At Save the Children, we know that besides protection and safety, reading is perhaps the best gift we can give to children. Teaching them to become skilled readers from the very start – by reading to babies and creating a culture of literacy in the home — is key to ensuring their success in school and life. This fact is especially true for the one in five children living in poverty in America.
More than 60 percent of low-income households have no books in their homes and only aboutone-third of American fourth-graders are proficient in reading. When poverty is added into the mix, a student who can’t read at their grade level by third grade is 13 times less likely to graduate on time than his or her more proficient peers. Without intervention, the cycle of poverty will continue.

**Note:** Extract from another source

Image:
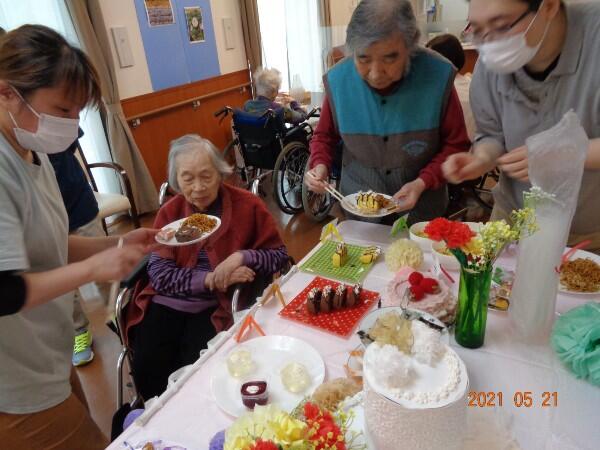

From the foothills of Kentucky to the breadbasket of California, Save the Children is working in some of the most remote and impoverished areas to help children read. In partnership with nearly 170 schools in 14 states and the District of Columbia, Save the Children’s literacy program provides the training, tools and support that schools need to accelerate reading growth for struggling students in kindergarten through sixth grade. Children are able to build the vocabulary and fluency skills they need to be strong and confident readers through independent reading and read-aloud practice in an encouraging environment.
The results speak for themselves. Last year:
- The percentage of children in the program reading at or above grade level more than doubled from the start of the school year to the end;
- Participating children achieved reading growth equivalent to attending 4.2 additional months of school; and
- 65 percent of children showed major improvement well beyond what would be expected if they were only receiving classroom instruction.
But more than just the aforementioned results, Save the Children’s literacy program is about fostering a lifelong love for reading, which for so many children living in poverty provides an escape from reality – the opportunity to “travel” to distant lands and learn about the world beyond their textbooks. And by instilling the importance of literacy in this generation, we’re also putting future generations on a path to a brighter future.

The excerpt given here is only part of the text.